Amazon seems to have a lot of different questions. What happens to that $65bn ad business - does AI unlock more advertisers and better targeting, or do purchasing agents bypass the ads? Will there be a step-change in the quality and character of recommendations - can Amazon finally scale a real understanding of what the products are? Can it do merchandising instead of showing you more SKUs? Meanwhile AWS, of course, has the same boring margin, price, and API execution questions as GCP. 

Microsoft is weird. It did the OpenAI deal, enterprise money is flooding in, and most enterprises expect Microsoft to capture a large chunk of their AI migration spending.
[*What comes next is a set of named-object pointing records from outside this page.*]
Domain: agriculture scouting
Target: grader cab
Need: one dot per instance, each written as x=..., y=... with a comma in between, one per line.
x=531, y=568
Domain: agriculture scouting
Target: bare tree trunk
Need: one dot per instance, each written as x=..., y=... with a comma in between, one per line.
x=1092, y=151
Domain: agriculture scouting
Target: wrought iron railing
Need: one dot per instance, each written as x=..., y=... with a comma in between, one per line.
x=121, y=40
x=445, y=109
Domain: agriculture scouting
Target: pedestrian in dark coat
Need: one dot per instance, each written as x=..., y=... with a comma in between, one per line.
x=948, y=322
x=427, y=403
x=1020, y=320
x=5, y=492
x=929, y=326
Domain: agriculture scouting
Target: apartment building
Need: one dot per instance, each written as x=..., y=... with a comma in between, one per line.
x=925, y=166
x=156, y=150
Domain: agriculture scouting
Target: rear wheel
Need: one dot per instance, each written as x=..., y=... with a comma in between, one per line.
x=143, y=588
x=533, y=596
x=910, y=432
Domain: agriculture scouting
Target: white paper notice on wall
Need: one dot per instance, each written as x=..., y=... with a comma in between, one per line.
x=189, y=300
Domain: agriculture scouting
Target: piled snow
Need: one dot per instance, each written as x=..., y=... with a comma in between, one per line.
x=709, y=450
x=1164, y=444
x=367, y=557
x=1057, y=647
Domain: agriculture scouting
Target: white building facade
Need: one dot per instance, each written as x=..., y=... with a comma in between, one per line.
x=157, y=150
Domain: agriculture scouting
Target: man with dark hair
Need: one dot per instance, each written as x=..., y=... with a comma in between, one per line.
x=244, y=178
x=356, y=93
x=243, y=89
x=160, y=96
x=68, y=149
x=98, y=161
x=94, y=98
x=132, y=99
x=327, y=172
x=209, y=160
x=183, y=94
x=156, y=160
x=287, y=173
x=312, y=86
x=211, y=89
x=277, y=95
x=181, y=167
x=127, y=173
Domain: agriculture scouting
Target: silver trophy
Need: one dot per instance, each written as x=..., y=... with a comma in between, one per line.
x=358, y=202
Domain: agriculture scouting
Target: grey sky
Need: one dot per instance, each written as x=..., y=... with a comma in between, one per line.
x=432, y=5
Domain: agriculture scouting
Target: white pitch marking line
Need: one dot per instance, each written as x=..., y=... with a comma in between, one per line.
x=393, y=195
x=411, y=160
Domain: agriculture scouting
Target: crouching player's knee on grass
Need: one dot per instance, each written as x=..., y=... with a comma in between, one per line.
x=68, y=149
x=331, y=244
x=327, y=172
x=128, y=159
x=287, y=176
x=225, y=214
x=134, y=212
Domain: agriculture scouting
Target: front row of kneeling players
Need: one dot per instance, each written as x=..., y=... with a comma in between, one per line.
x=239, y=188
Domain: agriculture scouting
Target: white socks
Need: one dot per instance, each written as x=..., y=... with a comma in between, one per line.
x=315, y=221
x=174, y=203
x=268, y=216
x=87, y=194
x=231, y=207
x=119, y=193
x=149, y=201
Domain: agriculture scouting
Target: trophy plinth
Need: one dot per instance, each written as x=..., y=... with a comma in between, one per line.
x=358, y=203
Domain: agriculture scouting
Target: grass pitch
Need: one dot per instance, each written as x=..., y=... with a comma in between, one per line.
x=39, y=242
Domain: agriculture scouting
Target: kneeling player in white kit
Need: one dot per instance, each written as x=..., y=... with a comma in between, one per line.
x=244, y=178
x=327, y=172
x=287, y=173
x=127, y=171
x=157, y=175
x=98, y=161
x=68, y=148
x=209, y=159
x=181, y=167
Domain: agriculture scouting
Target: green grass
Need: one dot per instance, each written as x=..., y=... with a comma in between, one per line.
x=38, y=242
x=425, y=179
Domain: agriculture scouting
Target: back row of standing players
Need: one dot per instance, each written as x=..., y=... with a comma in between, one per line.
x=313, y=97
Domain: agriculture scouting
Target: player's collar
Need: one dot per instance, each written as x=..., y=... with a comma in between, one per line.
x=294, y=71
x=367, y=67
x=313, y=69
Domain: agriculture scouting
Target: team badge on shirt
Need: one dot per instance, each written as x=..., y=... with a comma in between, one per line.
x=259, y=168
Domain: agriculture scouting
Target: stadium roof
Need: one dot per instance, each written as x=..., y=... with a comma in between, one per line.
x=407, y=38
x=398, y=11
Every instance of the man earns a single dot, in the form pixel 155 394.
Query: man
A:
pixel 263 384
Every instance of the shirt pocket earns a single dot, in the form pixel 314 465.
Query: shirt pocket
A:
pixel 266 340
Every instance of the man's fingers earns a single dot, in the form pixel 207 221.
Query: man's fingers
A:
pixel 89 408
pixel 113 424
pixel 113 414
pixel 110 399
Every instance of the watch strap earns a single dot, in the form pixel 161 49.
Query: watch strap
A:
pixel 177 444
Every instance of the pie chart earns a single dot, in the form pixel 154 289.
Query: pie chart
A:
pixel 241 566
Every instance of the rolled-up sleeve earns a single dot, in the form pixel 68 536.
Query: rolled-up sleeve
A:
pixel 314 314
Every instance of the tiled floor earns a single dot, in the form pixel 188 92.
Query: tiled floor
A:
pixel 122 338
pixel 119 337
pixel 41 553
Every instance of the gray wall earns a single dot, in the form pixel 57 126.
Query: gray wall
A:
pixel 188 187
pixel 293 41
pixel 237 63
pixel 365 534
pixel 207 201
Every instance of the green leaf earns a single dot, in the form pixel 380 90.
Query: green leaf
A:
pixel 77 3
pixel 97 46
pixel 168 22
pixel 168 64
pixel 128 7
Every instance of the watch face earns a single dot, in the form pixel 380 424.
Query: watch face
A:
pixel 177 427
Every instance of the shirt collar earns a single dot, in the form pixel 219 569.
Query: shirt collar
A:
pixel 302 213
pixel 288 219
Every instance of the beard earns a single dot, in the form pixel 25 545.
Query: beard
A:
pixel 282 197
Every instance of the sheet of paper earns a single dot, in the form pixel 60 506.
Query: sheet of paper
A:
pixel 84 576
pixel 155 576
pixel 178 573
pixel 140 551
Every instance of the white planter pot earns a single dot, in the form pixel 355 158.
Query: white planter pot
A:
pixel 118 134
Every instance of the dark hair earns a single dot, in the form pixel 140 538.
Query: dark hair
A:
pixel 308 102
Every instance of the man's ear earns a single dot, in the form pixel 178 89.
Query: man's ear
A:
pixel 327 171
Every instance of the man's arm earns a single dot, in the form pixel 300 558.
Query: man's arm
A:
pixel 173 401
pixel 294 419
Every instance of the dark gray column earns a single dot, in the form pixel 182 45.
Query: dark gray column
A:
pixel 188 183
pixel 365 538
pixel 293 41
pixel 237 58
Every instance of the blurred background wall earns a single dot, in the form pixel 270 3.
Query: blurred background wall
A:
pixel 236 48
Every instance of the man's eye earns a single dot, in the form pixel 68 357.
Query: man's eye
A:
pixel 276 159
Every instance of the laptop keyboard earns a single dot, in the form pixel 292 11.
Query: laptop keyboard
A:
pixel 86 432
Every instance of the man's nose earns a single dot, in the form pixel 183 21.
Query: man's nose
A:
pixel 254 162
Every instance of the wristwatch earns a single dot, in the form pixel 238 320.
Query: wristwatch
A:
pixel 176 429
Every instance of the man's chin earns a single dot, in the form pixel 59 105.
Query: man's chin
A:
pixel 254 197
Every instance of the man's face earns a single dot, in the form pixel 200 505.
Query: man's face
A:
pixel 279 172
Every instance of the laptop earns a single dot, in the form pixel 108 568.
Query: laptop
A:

But it still has no top-tier models of its own, and ‘Copilot’ has become a resented surcharge for a random set of features many people don’t use - indeed, ‘Copilot’ is the new ‘Watson’.  Satya Nadella did a superb job of changing the narrative, but where are the compelling and innovative new products? 

And then, finally, there’s OpenAI, which I suppose counts as big tech now. It has all the mindshare and brand recognition, 800m weekly users, and everyone is throwing money at it. But there is no sustainable tech lead, no network effect, no real product advantage, and no real product-market fit. Those 800m users have pretty limited engagement, and they can all leave - the base is a mile wide but an inch thick. And meanwhile, Google and Meta are leveraging their distribution to make this a feature. So, Sam Altman is frantically swapping overpriced paper for hard assets and market position before the music stops.